John Bennett/ February 28, 2020/ Development, Leadership

Imagine the complexity of a highway…all of the roads that feed into it, as well as the roads that the single highway feeds. That same complexity is true for bus systems, subways, and air traffic systems. Beyond transportation, there are countless other examples of these complex systems — healthcare, food, water, electricity, information (the internet) and even diseases. Not only does each part play an important role, it is also related in one or more ways to other parts of the system. Our personal networks are the same. 

The connections we make, and the relationships we buildare part of a system of connectivity. It is not onlyimportant who you know, but also critically important who they are connected to. If your network is only a few people whose network is also only a few people, your connectivity cannot flourish. With whom are you connected? What is the strength of those connections? Who are those connections networking with? In other words, what is your social capital?

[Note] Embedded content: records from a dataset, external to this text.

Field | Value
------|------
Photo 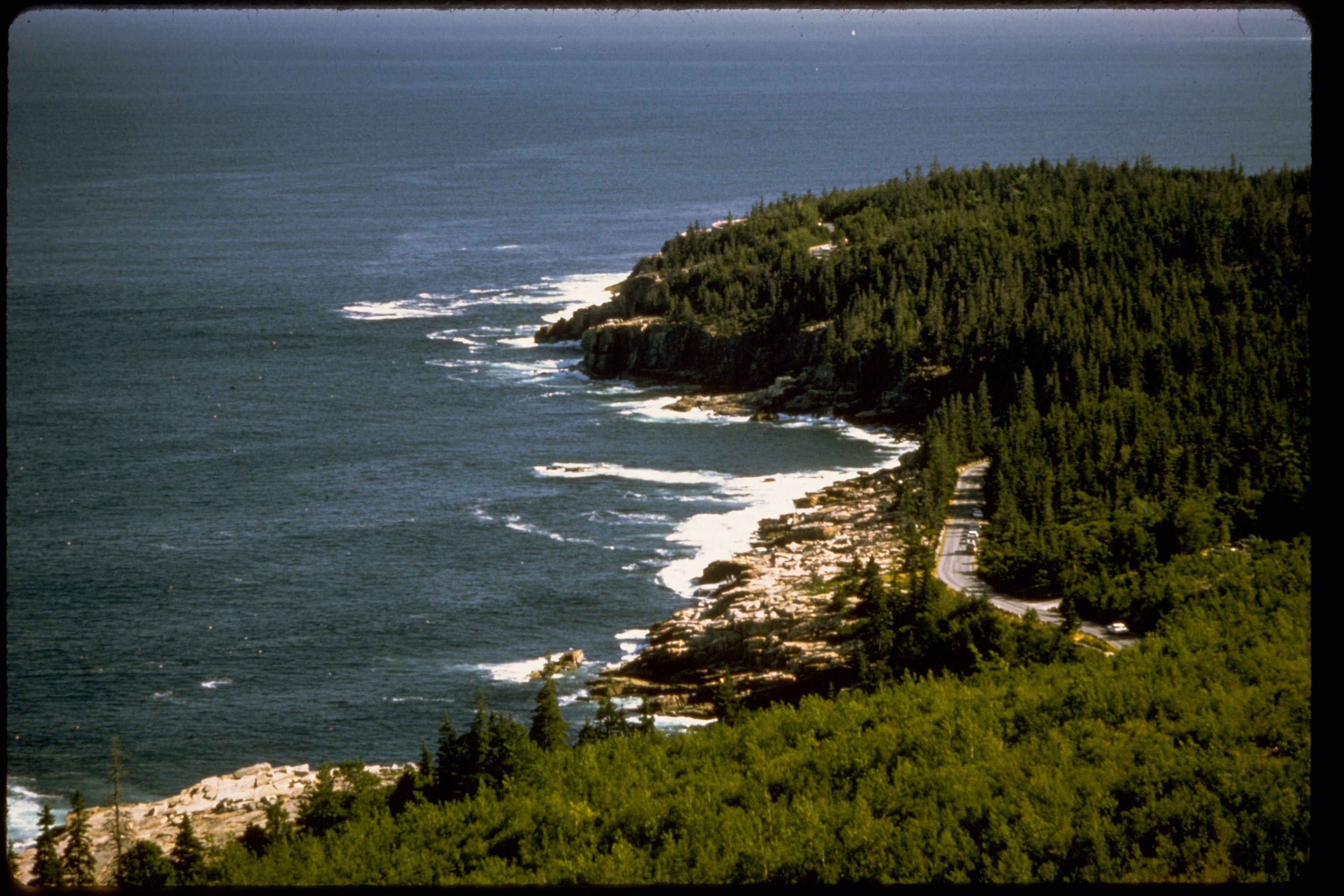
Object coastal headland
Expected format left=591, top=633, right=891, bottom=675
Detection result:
left=592, top=451, right=907, bottom=718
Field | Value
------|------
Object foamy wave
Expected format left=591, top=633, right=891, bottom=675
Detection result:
left=425, top=357, right=489, bottom=369
left=473, top=657, right=546, bottom=684
left=490, top=357, right=587, bottom=380
left=542, top=274, right=626, bottom=324
left=653, top=716, right=715, bottom=731
left=4, top=778, right=67, bottom=849
left=532, top=463, right=728, bottom=485
left=583, top=511, right=672, bottom=525
left=556, top=688, right=587, bottom=707
left=340, top=299, right=457, bottom=321
left=504, top=514, right=616, bottom=551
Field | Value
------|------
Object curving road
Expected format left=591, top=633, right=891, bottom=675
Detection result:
left=938, top=461, right=1138, bottom=649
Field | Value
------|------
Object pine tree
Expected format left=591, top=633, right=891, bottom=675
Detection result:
left=117, top=844, right=173, bottom=888
left=528, top=679, right=570, bottom=752
left=419, top=739, right=434, bottom=783
left=597, top=694, right=634, bottom=739
left=638, top=697, right=657, bottom=735
left=859, top=557, right=889, bottom=619
left=62, top=790, right=97, bottom=887
left=28, top=803, right=66, bottom=887
left=714, top=676, right=746, bottom=725
left=171, top=814, right=206, bottom=887
left=265, top=797, right=294, bottom=847
left=430, top=709, right=461, bottom=802
left=108, top=738, right=126, bottom=884
left=462, top=690, right=493, bottom=794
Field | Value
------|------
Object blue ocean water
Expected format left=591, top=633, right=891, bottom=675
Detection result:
left=5, top=11, right=1310, bottom=838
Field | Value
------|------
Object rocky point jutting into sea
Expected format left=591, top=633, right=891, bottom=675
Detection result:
left=535, top=270, right=949, bottom=423
left=19, top=275, right=931, bottom=884
left=592, top=456, right=917, bottom=716
left=536, top=283, right=939, bottom=716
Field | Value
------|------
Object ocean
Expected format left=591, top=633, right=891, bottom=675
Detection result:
left=5, top=11, right=1310, bottom=841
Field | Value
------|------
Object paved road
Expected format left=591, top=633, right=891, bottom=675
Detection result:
left=938, top=461, right=1138, bottom=649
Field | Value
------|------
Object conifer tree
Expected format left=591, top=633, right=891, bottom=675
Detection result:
left=60, top=790, right=97, bottom=887
left=265, top=797, right=294, bottom=847
left=714, top=676, right=746, bottom=725
left=419, top=738, right=434, bottom=783
left=528, top=679, right=570, bottom=752
left=171, top=814, right=206, bottom=887
left=117, top=844, right=173, bottom=888
left=430, top=709, right=461, bottom=802
left=462, top=690, right=493, bottom=794
left=28, top=803, right=66, bottom=887
left=597, top=694, right=634, bottom=739
left=108, top=738, right=126, bottom=884
left=638, top=697, right=657, bottom=735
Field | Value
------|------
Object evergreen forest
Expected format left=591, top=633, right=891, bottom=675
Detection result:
left=16, top=158, right=1312, bottom=885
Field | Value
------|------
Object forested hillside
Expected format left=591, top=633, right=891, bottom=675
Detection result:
left=29, top=160, right=1312, bottom=885
left=195, top=540, right=1310, bottom=885
left=615, top=160, right=1312, bottom=627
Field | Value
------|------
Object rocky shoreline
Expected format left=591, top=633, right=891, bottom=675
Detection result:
left=534, top=271, right=950, bottom=423
left=590, top=430, right=924, bottom=718
left=18, top=762, right=406, bottom=885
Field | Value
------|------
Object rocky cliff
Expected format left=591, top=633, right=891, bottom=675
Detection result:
left=535, top=274, right=948, bottom=422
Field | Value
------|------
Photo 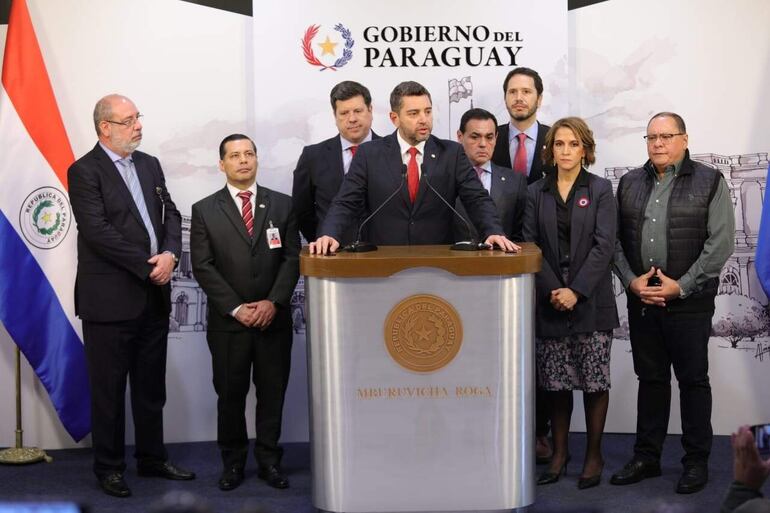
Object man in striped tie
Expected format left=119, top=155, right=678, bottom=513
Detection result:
left=68, top=94, right=195, bottom=497
left=190, top=134, right=299, bottom=491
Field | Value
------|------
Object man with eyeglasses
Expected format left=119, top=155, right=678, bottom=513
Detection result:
left=67, top=94, right=195, bottom=497
left=190, top=134, right=299, bottom=491
left=610, top=112, right=735, bottom=493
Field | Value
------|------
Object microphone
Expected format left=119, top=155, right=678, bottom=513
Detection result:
left=342, top=164, right=406, bottom=253
left=155, top=187, right=166, bottom=224
left=422, top=169, right=491, bottom=251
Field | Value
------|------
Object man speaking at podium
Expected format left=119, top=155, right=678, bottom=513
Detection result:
left=310, top=82, right=519, bottom=255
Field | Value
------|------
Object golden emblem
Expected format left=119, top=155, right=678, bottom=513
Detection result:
left=385, top=294, right=463, bottom=372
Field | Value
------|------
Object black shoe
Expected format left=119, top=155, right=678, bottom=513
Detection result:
left=535, top=436, right=553, bottom=465
left=578, top=472, right=602, bottom=490
left=99, top=472, right=131, bottom=497
left=137, top=461, right=195, bottom=481
left=676, top=465, right=709, bottom=493
left=537, top=456, right=570, bottom=485
left=217, top=467, right=243, bottom=492
left=257, top=465, right=289, bottom=488
left=610, top=458, right=660, bottom=485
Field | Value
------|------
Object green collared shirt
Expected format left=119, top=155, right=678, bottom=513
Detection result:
left=614, top=161, right=735, bottom=298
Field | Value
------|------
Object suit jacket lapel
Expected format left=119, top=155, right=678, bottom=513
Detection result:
left=96, top=143, right=144, bottom=227
left=412, top=137, right=441, bottom=212
left=489, top=164, right=500, bottom=205
left=217, top=186, right=250, bottom=245
left=251, top=187, right=270, bottom=249
left=326, top=136, right=345, bottom=185
left=540, top=190, right=560, bottom=277
left=527, top=121, right=548, bottom=183
left=132, top=154, right=162, bottom=231
left=569, top=181, right=592, bottom=278
left=380, top=132, right=412, bottom=212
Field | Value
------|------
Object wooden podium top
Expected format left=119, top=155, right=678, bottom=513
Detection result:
left=299, top=242, right=542, bottom=278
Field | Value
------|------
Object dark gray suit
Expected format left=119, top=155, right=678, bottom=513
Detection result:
left=492, top=121, right=553, bottom=184
left=454, top=164, right=527, bottom=241
left=67, top=144, right=182, bottom=476
left=291, top=132, right=380, bottom=244
left=319, top=132, right=503, bottom=245
left=524, top=168, right=618, bottom=338
left=190, top=187, right=299, bottom=469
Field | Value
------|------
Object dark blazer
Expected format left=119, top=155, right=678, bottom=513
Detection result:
left=492, top=121, right=553, bottom=184
left=321, top=132, right=503, bottom=245
left=67, top=144, right=182, bottom=322
left=291, top=132, right=380, bottom=243
left=455, top=164, right=527, bottom=241
left=190, top=186, right=300, bottom=333
left=524, top=173, right=618, bottom=338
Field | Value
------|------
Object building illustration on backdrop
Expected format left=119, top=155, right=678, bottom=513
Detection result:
left=171, top=153, right=770, bottom=340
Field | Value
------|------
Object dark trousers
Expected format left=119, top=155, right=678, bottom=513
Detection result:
left=83, top=287, right=168, bottom=476
left=535, top=387, right=551, bottom=436
left=628, top=306, right=713, bottom=465
left=207, top=324, right=292, bottom=469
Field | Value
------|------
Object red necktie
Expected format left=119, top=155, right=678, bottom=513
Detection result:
left=238, top=191, right=254, bottom=237
left=406, top=146, right=420, bottom=203
left=513, top=132, right=527, bottom=175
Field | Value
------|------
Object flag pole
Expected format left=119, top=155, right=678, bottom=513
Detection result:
left=0, top=346, right=53, bottom=465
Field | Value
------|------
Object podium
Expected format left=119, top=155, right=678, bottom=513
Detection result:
left=300, top=244, right=541, bottom=513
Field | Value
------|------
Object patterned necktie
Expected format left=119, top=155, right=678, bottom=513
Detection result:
left=406, top=146, right=420, bottom=203
left=238, top=191, right=254, bottom=237
left=513, top=132, right=527, bottom=175
left=115, top=157, right=158, bottom=255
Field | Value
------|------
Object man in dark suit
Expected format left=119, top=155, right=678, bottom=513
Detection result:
left=68, top=94, right=195, bottom=497
left=310, top=82, right=518, bottom=254
left=291, top=80, right=380, bottom=243
left=455, top=109, right=527, bottom=240
left=492, top=67, right=551, bottom=183
left=492, top=67, right=552, bottom=464
left=190, top=134, right=299, bottom=490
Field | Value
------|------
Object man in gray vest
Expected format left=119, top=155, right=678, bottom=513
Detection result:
left=610, top=112, right=735, bottom=493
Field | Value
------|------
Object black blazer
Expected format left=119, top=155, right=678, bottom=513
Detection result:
left=67, top=144, right=182, bottom=322
left=321, top=132, right=503, bottom=245
left=190, top=186, right=299, bottom=332
left=455, top=164, right=527, bottom=241
left=291, top=132, right=380, bottom=243
left=524, top=173, right=619, bottom=338
left=492, top=121, right=554, bottom=184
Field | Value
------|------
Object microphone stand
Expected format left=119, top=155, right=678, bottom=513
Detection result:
left=422, top=171, right=492, bottom=251
left=342, top=165, right=406, bottom=253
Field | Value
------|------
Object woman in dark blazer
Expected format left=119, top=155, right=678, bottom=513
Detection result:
left=524, top=117, right=618, bottom=489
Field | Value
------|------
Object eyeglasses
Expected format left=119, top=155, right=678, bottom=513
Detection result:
left=102, top=114, right=144, bottom=128
left=644, top=132, right=684, bottom=144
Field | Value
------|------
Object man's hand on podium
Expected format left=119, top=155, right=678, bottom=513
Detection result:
left=484, top=235, right=521, bottom=253
left=308, top=235, right=340, bottom=255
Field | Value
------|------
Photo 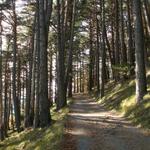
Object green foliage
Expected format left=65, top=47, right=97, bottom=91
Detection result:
left=0, top=107, right=69, bottom=150
left=113, top=64, right=134, bottom=77
left=99, top=77, right=150, bottom=128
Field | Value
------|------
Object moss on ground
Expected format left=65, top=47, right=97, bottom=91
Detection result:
left=99, top=75, right=150, bottom=128
left=0, top=102, right=69, bottom=150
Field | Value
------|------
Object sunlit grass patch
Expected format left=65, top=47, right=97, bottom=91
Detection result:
left=99, top=75, right=150, bottom=128
left=0, top=107, right=69, bottom=150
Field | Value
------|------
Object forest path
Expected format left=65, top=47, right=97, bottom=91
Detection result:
left=61, top=95, right=150, bottom=150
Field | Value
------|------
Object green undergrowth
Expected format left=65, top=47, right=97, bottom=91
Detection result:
left=99, top=75, right=150, bottom=129
left=0, top=101, right=71, bottom=150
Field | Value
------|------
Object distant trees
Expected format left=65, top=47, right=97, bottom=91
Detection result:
left=0, top=0, right=150, bottom=140
left=133, top=0, right=147, bottom=103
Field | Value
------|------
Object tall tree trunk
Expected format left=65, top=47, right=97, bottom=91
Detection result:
left=12, top=0, right=20, bottom=132
left=39, top=0, right=51, bottom=127
left=57, top=0, right=67, bottom=110
left=0, top=11, right=4, bottom=141
left=133, top=0, right=147, bottom=103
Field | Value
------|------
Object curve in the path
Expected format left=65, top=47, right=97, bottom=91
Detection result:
left=62, top=95, right=150, bottom=150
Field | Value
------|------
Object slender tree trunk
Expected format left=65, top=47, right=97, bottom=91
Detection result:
left=39, top=1, right=51, bottom=127
left=133, top=0, right=147, bottom=103
left=12, top=0, right=20, bottom=132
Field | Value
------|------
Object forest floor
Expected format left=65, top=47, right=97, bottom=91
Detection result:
left=62, top=95, right=150, bottom=150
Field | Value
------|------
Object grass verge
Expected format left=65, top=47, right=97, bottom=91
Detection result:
left=0, top=102, right=70, bottom=150
left=99, top=76, right=150, bottom=129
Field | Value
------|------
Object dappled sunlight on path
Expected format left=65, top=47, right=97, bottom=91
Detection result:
left=63, top=95, right=150, bottom=150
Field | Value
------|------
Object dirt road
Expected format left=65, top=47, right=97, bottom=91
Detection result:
left=62, top=95, right=150, bottom=150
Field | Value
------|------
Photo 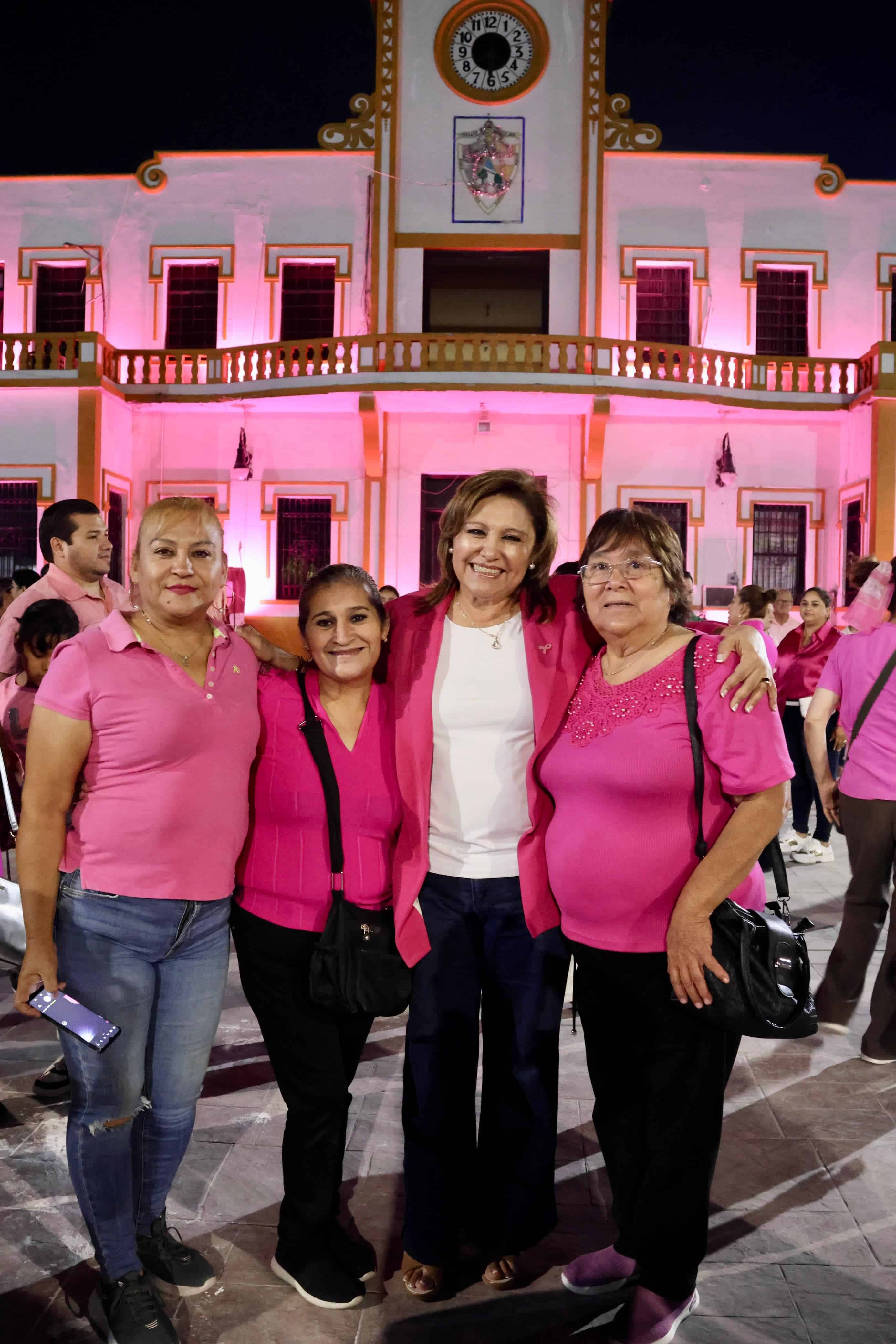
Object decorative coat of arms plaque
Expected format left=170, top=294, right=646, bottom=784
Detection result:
left=451, top=117, right=525, bottom=223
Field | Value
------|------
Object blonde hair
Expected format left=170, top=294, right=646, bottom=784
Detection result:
left=419, top=468, right=557, bottom=621
left=133, top=495, right=224, bottom=559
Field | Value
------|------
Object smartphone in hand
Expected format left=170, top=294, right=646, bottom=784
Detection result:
left=28, top=986, right=121, bottom=1050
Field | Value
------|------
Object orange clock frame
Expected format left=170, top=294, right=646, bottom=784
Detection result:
left=432, top=0, right=551, bottom=108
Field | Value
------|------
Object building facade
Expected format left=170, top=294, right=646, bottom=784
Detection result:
left=0, top=0, right=896, bottom=650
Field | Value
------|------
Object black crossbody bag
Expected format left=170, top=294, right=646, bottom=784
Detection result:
left=297, top=672, right=411, bottom=1017
left=684, top=640, right=818, bottom=1040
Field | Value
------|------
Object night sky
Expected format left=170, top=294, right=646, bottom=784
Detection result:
left=0, top=0, right=896, bottom=180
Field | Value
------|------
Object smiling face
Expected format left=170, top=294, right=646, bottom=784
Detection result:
left=302, top=583, right=388, bottom=684
left=130, top=509, right=227, bottom=624
left=582, top=541, right=672, bottom=642
left=451, top=495, right=535, bottom=606
left=799, top=589, right=830, bottom=632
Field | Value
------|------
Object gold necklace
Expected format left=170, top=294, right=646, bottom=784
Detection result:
left=140, top=607, right=208, bottom=667
left=454, top=597, right=513, bottom=649
left=603, top=625, right=669, bottom=677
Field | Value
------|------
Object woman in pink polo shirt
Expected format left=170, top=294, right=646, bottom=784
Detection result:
left=232, top=564, right=402, bottom=1309
left=537, top=509, right=790, bottom=1344
left=16, top=499, right=259, bottom=1344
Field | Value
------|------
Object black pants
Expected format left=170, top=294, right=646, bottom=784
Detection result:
left=783, top=704, right=839, bottom=844
left=402, top=874, right=569, bottom=1265
left=572, top=942, right=740, bottom=1301
left=231, top=905, right=373, bottom=1257
left=815, top=793, right=896, bottom=1059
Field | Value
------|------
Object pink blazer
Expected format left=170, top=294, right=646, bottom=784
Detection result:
left=388, top=575, right=599, bottom=966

Here is an exercise, or 10 steps you can take, to build, maintain, grow and use your relational connections—your network:

  1. Draw 4 concentric circles (similar to that of a target). This is your network, your relationships. Please your name in the center. 
  2. Make a list of the people you have the closest connections or relationships with. This may include friends, family members, work colleagues, etc. You may have a few or several—try to stay focused on the top 5-8. These are enduring relationships with depth and strength.
  3. Place those names in the first ring of your target. These are your core relationships.
  4. Make a second list that includes relationships with whom you are close, yet not as close as in the first list. This may also include family members, work colleagues, and friends. And, the list is likely to be larger than the first list—perhaps 10-25.
  5. Place these names in the second ring of your target. These are your important relationships
  6. Make a third list of people you would like to add to your network or with whom you would like to build a stronger relationship
  7. Place these names in the third ring of your target. 
  8. Consider this: Are the relationships where you would like them to be? Perhaps you want to move someone to the core (or into the second or third ring). Or, you might want to move someone to your network. If so, move their names in a way (circle, bold, underline) that you will notice the change.
  9. Make a fourth list of people you would like to meet or with whom you would like to build a relationship
  10. Finally, consider this: Who do you know and have a relationship with (first or second ring) that can help connect you, or help you to build a relationship with those in your third ring? What’s in it for the person you want to build the relationship? How will you ask for their help? What’s in it for them?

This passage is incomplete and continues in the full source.